Mas lo fundamental, lo característico
en su arte es la nota india. Hay en Vallejo un americanismo genuino y
esencial; no un americanismo descriptivo o localista. Vallejo no recurre
al folclore. La palabra quechua, el giro vernáculo no se injertan
artificiosamente en su lenguaje; son en él producto espontáneo, célula
propia, elemento orgánico. Se podría decir que Vallejo no elige sus
vocablos. Su autoctonismo no es deliberado. Vallejo no se hunde en la
tradición, no se interna en la historia, para extraer de su oscuro
substratum perdidas emociones. Su poesía y su lenguaje emanan de su carne
y su ánima. Su mensaje está en él. El sentimiento indígena obra en su
arte quizá sin que él lo sepa ni lo quiera.
Uno de los rasgos más netos y claros
del indigenismo de Vallejo me parece su frecuente actitud de nostalgia.
Valcárcel, a quien debemos tal vez la más cabal interpretación del alma
autóctona, dice que la tristeza del indio no es sino nostalgia. Y bien,
Vallejo es acendradamente nostálgico. Tiene la ternura de la evocación.
Pero la evocación en Vallejo es siempre subjetiva.

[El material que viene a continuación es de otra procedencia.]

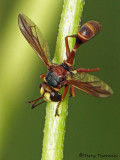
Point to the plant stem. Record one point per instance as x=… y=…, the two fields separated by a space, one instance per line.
x=54 y=130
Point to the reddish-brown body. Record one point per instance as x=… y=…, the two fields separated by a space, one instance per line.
x=64 y=74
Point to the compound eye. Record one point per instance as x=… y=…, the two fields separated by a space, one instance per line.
x=55 y=96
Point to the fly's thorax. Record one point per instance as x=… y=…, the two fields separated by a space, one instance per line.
x=49 y=94
x=56 y=76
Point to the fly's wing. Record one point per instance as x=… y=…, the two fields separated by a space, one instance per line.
x=89 y=84
x=34 y=38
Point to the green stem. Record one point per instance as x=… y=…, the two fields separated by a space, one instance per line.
x=54 y=130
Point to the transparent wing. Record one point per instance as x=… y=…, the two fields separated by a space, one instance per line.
x=34 y=38
x=89 y=84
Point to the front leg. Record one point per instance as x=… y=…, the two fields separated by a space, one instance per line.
x=67 y=45
x=87 y=70
x=63 y=97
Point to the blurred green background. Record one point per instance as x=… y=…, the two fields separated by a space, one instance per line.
x=93 y=125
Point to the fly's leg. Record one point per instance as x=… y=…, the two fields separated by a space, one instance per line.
x=86 y=70
x=63 y=96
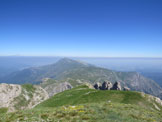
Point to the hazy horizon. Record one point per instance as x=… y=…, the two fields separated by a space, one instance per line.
x=84 y=28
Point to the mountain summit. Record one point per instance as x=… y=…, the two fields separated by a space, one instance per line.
x=76 y=72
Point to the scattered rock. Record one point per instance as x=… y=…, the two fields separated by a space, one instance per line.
x=126 y=89
x=116 y=86
x=97 y=86
x=106 y=85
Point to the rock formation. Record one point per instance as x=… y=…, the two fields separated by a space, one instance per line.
x=106 y=85
x=56 y=88
x=97 y=86
x=126 y=89
x=116 y=86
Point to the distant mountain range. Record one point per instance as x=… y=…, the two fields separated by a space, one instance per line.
x=76 y=72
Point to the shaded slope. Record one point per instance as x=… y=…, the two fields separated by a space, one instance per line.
x=79 y=72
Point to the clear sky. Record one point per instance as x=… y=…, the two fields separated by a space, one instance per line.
x=97 y=28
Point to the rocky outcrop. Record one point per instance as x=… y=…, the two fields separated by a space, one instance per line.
x=106 y=85
x=126 y=89
x=116 y=86
x=17 y=97
x=56 y=88
x=97 y=86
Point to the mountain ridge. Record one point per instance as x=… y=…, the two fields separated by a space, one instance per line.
x=80 y=72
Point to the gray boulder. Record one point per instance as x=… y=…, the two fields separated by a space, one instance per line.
x=106 y=85
x=97 y=86
x=126 y=89
x=116 y=86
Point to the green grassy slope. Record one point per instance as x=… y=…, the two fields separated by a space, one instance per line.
x=84 y=104
x=82 y=95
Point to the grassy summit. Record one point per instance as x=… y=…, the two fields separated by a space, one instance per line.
x=84 y=104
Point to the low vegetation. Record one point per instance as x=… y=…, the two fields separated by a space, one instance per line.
x=84 y=104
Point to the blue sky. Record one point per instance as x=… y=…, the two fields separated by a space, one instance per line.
x=91 y=28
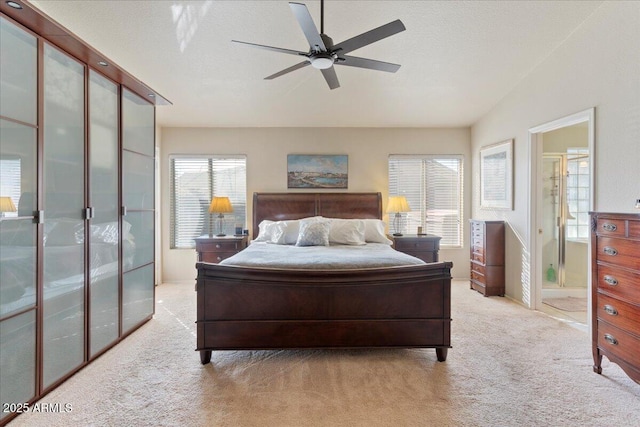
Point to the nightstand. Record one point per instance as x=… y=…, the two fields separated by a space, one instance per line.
x=215 y=249
x=425 y=246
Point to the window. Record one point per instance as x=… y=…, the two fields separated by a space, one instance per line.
x=10 y=173
x=578 y=184
x=433 y=187
x=195 y=180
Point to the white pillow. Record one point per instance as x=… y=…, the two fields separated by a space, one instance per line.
x=347 y=231
x=314 y=233
x=374 y=231
x=285 y=232
x=265 y=231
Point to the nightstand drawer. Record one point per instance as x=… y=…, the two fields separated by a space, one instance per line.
x=216 y=257
x=221 y=246
x=414 y=245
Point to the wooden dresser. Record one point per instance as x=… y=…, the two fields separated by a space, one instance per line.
x=425 y=247
x=615 y=263
x=487 y=257
x=215 y=249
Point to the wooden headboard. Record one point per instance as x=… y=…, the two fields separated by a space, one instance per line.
x=286 y=206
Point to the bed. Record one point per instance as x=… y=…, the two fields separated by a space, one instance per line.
x=254 y=307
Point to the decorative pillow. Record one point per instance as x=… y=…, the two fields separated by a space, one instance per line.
x=347 y=231
x=374 y=231
x=314 y=233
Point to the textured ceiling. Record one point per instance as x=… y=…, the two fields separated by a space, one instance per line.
x=458 y=58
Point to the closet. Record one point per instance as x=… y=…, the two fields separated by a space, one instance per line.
x=77 y=208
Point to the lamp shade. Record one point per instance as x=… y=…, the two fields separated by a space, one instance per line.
x=397 y=204
x=6 y=205
x=220 y=205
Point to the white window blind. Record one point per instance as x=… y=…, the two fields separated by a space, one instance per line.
x=578 y=194
x=433 y=187
x=194 y=182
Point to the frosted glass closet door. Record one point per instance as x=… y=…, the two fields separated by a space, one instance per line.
x=18 y=180
x=104 y=236
x=138 y=159
x=64 y=249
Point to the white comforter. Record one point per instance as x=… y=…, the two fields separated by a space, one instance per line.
x=371 y=255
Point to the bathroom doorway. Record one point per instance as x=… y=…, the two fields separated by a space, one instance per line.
x=564 y=189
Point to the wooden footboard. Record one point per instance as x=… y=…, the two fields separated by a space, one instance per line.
x=242 y=308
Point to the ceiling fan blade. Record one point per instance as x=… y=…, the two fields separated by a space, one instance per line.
x=275 y=49
x=371 y=64
x=288 y=70
x=308 y=27
x=331 y=77
x=369 y=37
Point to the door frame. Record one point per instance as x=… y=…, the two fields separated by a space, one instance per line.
x=535 y=197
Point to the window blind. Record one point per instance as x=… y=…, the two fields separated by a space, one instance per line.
x=194 y=182
x=433 y=187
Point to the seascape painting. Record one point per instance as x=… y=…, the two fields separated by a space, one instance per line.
x=317 y=171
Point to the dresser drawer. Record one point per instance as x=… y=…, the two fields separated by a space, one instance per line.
x=620 y=283
x=478 y=268
x=477 y=256
x=611 y=227
x=619 y=314
x=618 y=251
x=619 y=343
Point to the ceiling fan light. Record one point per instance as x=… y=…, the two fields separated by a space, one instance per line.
x=322 y=62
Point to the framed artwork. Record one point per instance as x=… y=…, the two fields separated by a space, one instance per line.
x=317 y=171
x=496 y=176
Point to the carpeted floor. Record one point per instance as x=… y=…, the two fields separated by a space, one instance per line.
x=567 y=303
x=509 y=366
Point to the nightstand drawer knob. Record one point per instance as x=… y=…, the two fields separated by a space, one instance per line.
x=610 y=339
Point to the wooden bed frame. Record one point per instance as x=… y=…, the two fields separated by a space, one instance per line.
x=249 y=308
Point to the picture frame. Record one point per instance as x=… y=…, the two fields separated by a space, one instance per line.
x=496 y=176
x=330 y=171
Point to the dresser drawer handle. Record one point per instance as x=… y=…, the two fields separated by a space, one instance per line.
x=610 y=339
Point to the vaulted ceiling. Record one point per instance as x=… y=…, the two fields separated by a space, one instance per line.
x=459 y=58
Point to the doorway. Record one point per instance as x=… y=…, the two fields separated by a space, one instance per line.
x=562 y=196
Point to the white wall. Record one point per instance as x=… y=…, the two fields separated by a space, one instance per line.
x=597 y=66
x=267 y=148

No se debe confundir
su nostalgia concebida con tanta pureza lírica con la nostalgia literaria
de los pasadistas. Vallejo es nostalgioso, pero no meramente
retrospectivo. No añora el Imperio como el pasadismo perricholesco añora
el Virreinato. Su nostalgia es una protesta sentimental o una protesta
metafísica. Nostalgia de exilio; nostalgia de ausencia.
Qué
estará haciendo esta hora mi andina y dulce Rita de junco y capulí;
ahora que me asfixia Bizancio y que dormita
la sangre como flojo cognac dentro de mí.
(“Idilio Muerto”, Los Heraldos Negros)
Hermano, hoy estoy en el poyo de la casa,
donde nos haces una falta sin fondo!
Me acuerdo que jugábamos esta hora, y que mamá
nos acariciaba: “Pero hijos...”
(“A mi hermano Miguel”, Los Heraldos Negros)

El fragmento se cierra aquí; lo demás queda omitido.